In the business world, she was a force, often in fields dominated by men. I remember her telling me of working for Lee Iacocca early in her career when he was with Ford Motor Company and how during a meeting she defied the automobile icon directly.
She says, “He was unhappy with the production numbers at Claycomo, MO plant and looking directly at me, I was the only woman in the room, he said, ‘I think it’s time for you to leave.’” She was shocked at the request.
Iacoca’s reason for asking her to leave, “I am going to swear, and I don’t want to do that in front of a woman.”
In a roomful of men she wouldn’t’ allow herself to be different, regardless of his intention. She told him, “No, I’m fine.” She laughs recalling that her boss looked at her like she had two heads at her defiance of the man in charge.
“I stayed. He swore.” She explains with a smile.
As I’ve grown up, she’s never ceased to amaze me at what she can accomplish. This past weekend was no exception. Just a week inside of being over a debilitating bout with pneumonia and coming off a season ending stress fracture, she finished her first half marathon in under 2:45 minutes yesterday finishing 53rd in her age group.

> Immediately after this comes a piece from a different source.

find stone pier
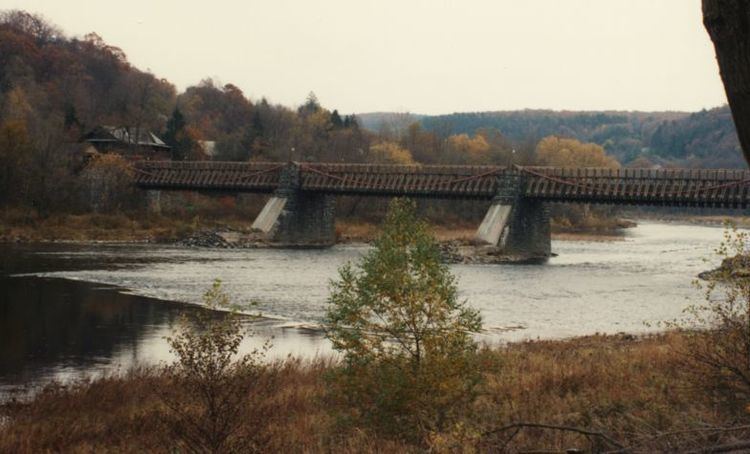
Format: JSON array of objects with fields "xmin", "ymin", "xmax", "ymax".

No small feat for a woman who has never run more than six miles, who had not run outside since August 2011, and who even the day before the race was having lung trouble post-pneumonia. She registered six days before the event, at my insistence and calmly, and coolly we towed the line at the First Watch Sarasota Half Marathon and took off in the dark with 3,000 other runners. She was undaunted on the outside of the task that lay ahead. We watched the sunrise over the Gulf of Mexico, she battled for 12 miles by my side in good spirits and never without a smile. I lost her just past mile 12 and went ahead finishing just three minutes ahead of her. I watched her cross the finish line more than fifteen minutes inside her goal of three hours earning her first half mary hardware.
We didn’t run alone, our pacer Marisela (a marathon veteran 41 times over) who we stuck by for 11 miles was extraordinary and in our group ran two eleven year old girls one of whom would finish side by side with her older sister, just 13 in 2 hours and 40 minutes. And another 11 year old girl who would finish her first half marathon alone, chicking her dad shortly after the start. Mothers, daughters, sisters, and best friends crossed the line in a race comprised of 65% females.
It was a memory I won’t soon forget alongside women, one in particular, my mother I am so very grateful for having in my life. I made a video for her, of our day and our run, a little Half Mary by the Gulf, 13.1 miles shared by mother and daughter and one finish that will last a lifetime.